- Also known as: NASCAR America Motormouths (2021–present)
- Genre: Auto racing
- Presented by: Rick Allen; Dale Earnhardt Jr.; Steve Letarte; Carolyn Manno; Leigh Diffey; Jeff Burton; Kyle Petty; Dale Jarrett; Marty Snider; Kelli Stavast; Nate Ryan; Danielle Trotta;
- Country of origin: United States

Production
- Running time: 60 minutes

Original release
- Network: NBCSN (2014–21); Peacock (2021–present);
- Release: February 24, 2014 – present

= NASCAR America =

NASCAR America is Peacock's biweekly NASCAR news program, broadcast Mondays and Wednesdays at 6:00 p.m. ET. The show made its debut on February 24, 2014, the day after the 2014 Daytona 500.

==History==
Starting in 2015, the show was hosted on a regular basis by Krista Voda, who joined NBC after previously working for Fox NASCAR.
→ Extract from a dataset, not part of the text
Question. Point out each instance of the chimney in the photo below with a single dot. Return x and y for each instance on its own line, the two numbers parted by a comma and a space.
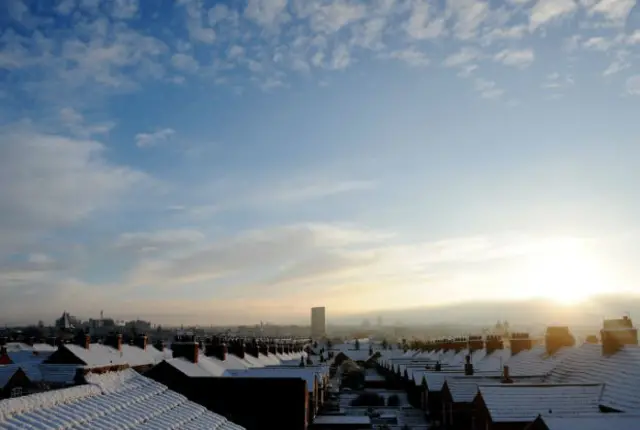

In 2019, NASCAR America debuted "NASCAR America Presents: Motormouths" on Wednesday nights, an alternative format to the show that would allow fans to call in to the hosts, analysts and guests. In 2020, that show format would be renamed "NASCAR America: Motormouths", and be increased from once to twice a week (on Tuesdays and Thursdays).

On March 22, 2021, NBC announced that "Motormouths" would be moved from NBCSN to their Peacock streaming service. Those episodes would still air biweekly, now on Mondays and Wednesdays at 6PM.

NBCSN shut down at the end of the 2021, leaving the traditionally formatted episodes' future in question. "NASCAR America Motormouths", however, was renewed for 2022, with no changes from 2021.